La neutralidad de Suiza se pondrá a prueba en un referéndum que Rusia sigue con atención

Ginebra, 27 ago (EFE).- Los suizos se pronunciarán pronto en un referéndum sobre un asunto vital para el futuro de la política exterior y de defensa del país, según sea que los votantes acepten o rechacen introducir en la Constitución una interpretación más estricta que la actual de la neutralidad, principio que caracteriza a Suiza casi tanto como el queso o el chocolate.

El referéndum se realizará el 27 de septiembre, aunque la gran mayoría emite su voto por correo y apenas unos pocos acuden a los locales de votación que abren ese mismo día solo por la mañana.

La campaña previa se sigue con atención desde Rusia, ya que son las medidas tomadas por Suiza hacia ese país por su agresión contra Ucrania las que han empujado a medios de la derecha populista a lanzar esta iniciativa.

En concreto, se propone que en la Constitución -en la que el principio de neutralidad está inscrito desde 1848- se establezca una neutralidad perpetua y armada, la prohibición explícita de entrar en alianzas militares, la limitación de la cooperación militar y, sobre todo, la prohibición de adoptar sanciones contra Estados beligerantes, salvo aquellas que apruebe la ONU.

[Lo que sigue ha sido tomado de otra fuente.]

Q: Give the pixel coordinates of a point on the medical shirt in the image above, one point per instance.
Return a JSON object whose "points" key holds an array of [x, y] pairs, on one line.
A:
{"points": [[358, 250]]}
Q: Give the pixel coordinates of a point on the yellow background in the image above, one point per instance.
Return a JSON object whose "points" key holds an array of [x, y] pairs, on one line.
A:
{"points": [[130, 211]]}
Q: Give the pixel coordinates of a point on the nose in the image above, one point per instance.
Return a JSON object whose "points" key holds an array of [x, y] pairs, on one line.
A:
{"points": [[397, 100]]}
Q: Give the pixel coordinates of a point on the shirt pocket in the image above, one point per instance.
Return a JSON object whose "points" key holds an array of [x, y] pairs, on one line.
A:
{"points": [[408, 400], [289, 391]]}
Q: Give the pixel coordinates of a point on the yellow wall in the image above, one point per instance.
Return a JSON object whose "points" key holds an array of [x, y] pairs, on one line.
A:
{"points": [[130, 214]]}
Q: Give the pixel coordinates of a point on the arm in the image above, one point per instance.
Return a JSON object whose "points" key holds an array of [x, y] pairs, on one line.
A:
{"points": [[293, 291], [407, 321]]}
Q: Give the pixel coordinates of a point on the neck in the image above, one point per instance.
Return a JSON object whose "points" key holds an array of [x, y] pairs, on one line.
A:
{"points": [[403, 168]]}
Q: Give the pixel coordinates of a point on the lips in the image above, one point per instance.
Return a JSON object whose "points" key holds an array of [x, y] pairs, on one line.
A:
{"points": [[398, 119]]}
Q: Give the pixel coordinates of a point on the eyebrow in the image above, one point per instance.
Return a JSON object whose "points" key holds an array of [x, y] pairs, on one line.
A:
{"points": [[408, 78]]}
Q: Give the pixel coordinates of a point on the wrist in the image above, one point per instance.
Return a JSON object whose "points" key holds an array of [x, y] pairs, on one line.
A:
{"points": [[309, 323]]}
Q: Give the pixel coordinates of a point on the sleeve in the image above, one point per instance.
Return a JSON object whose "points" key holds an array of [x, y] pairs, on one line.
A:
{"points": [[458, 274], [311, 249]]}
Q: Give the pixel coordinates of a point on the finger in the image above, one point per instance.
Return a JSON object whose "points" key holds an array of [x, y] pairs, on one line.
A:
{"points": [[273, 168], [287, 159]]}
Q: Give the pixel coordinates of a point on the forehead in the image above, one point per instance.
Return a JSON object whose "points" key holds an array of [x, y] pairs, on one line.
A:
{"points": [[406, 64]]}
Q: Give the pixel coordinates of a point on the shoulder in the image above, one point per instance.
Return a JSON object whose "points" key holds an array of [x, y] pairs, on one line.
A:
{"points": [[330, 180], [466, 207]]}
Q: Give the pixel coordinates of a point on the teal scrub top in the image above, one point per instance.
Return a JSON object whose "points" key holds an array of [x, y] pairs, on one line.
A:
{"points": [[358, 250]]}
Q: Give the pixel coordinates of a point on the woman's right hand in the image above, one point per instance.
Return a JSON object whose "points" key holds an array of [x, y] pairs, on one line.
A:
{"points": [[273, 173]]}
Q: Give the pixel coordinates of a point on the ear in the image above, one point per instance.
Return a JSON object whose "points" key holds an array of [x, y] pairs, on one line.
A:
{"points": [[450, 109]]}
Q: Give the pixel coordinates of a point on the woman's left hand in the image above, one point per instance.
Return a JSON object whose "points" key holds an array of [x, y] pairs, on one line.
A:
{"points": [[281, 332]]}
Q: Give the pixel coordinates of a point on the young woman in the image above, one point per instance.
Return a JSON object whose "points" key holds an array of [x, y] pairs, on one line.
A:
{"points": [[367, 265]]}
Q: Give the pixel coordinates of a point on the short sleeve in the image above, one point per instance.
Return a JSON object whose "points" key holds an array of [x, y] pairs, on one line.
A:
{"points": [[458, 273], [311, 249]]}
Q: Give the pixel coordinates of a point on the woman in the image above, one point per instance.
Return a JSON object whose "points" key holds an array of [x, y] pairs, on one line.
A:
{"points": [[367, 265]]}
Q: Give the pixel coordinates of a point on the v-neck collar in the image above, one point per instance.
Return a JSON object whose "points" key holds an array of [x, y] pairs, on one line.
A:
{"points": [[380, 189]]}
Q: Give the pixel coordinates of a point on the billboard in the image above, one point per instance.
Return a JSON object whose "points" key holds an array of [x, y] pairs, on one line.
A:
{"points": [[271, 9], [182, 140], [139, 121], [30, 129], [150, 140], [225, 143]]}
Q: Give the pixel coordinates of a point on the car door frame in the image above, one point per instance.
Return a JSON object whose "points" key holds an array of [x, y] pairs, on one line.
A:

Desde 2022 -año del inicio de la guerra entre Rusia y Ucrania- Suiza se ha alineado con los paquetes de sanciones emitidos por la Unión Europea (UE) contra Rusia, y actualmente 2.790 personas o entidades vinculadas al conflicto están sujetas al bloqueo de sus activos en territorio suizo.

Además, el año pasado Suiza firmó la convención que establecía la Comisión Internacional de Reclamaciones para Ucrania, lo que implica su participación en una estructura cuyo objetivo es establecer la responsabilidad económica de Rusia por los daños ocasionados a Ucrania, lo que el Gobierno suizo justificó como una contribución a la rendición de cuentas y a la paz duradera.

Otro elemento al que aluden los promotores del referéndum, como supuesta evidencia de que la neutralidad suiza se resquebraja, es que Suiza participa desde 1996 en el Programa de Asociación para la Paz, que permite a los países que no son miembros de la OTAN mantener una cooperación bilateral con esta alianza a través de ejercicios y actividades de entrenamiento.

Para Rusia, todo esto demuestra que Suiza ya no puede ofrecer sus "buenos oficios" porque ha dejado de ser un lugar neutral, por lo cual -entre otras cosas- se ha negado a aceptar que este país vuelva a acoger negociaciones de paz o encuentros diplomáticos de alto nivel en este país en los que esté involucrado, como solía suceder antes de la guerra con Ucrania.

A mediados de 2024, Suiza organizó una conferencia sobre la reconstrucción de Ucrania, a la que la Rusia no fue invitada, tras lo cual el portavoz del presidente Vladímir Putin dijo que "en el conflicto con Ucrania (Suiza) ha perdido considerablemente su neutralidad".

Recientemente, el embajador ruso en Suiza, Sergei Garmonin, sostuvo que "la neutralidad suiza es cosa del pasado" porque "no es imparcial y su política exterior es hostil hacia Rusia", mientras que la portavoz del Ministerio ruso de Exteriores, Maria Zajarova, criticó al Gobierno suizo por oponerse a la iniciativa sobre la neutralidad.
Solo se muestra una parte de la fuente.